Towards More Scalable and Robust Machine Learning
- Author(s): Yin, Dong
- Advisor(s): Ramchandran, Kannan
- et al.
For many data-intensive real-world applications, such as recognizing objects from images, detecting spam emails, and recommending items on retail websites, the most successful current approaches involve learning rich prediction rules from large datasets. There are many challenges in these machine learning tasks. For example, as the size of the datasets and the complexity of these prediction rules increase, there is a significant challenge in designing scalable methods that can effectively exploit the availability of distributed computing units. As another example, in many machine learning applications, there can be data corruptions, communication errors, and even adversarial attacks during training and test. Therefore, to build reliable machine learning models, we also have to tackle the challenge of robustness in machine learning.

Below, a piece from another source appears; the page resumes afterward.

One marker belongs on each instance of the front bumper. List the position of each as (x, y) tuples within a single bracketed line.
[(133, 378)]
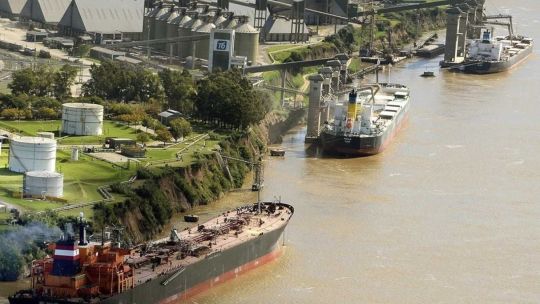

In this dissertation, we study several topics on the scalability and robustness in large-scale learning, with a focus of establishing solid theoretical foundations for these problems, and demonstrate recent progress towards the ambitious goal of building more scalable and robust machine learning models. We start with the speedup saturation problem in distributed stochastic gradient descent (SGD) algorithms with large mini-batches. We introduce the notion of gradient diversity, a metric of the dissimilarity between concurrent gradient updates, and show its key role in the convergence and generalization performance of mini-batch SGD. We then move forward to Byzantine distributed learning, a topic that involves both scalability and robustness in distributed learning. In the Byzantine setting that we consider, a fraction of distributed worker machines can have arbitrary or even adversarial behavior. We design statistically and computationally efficient algorithms to defend against Byzantine failures in distributed optimization with convex and non-convex objectives. Lastly, we discuss the adversarial example phenomenon. We provide theoretical analysis of the adversarially robust generalization properties of machine learning models through the lens of Radamacher complexity.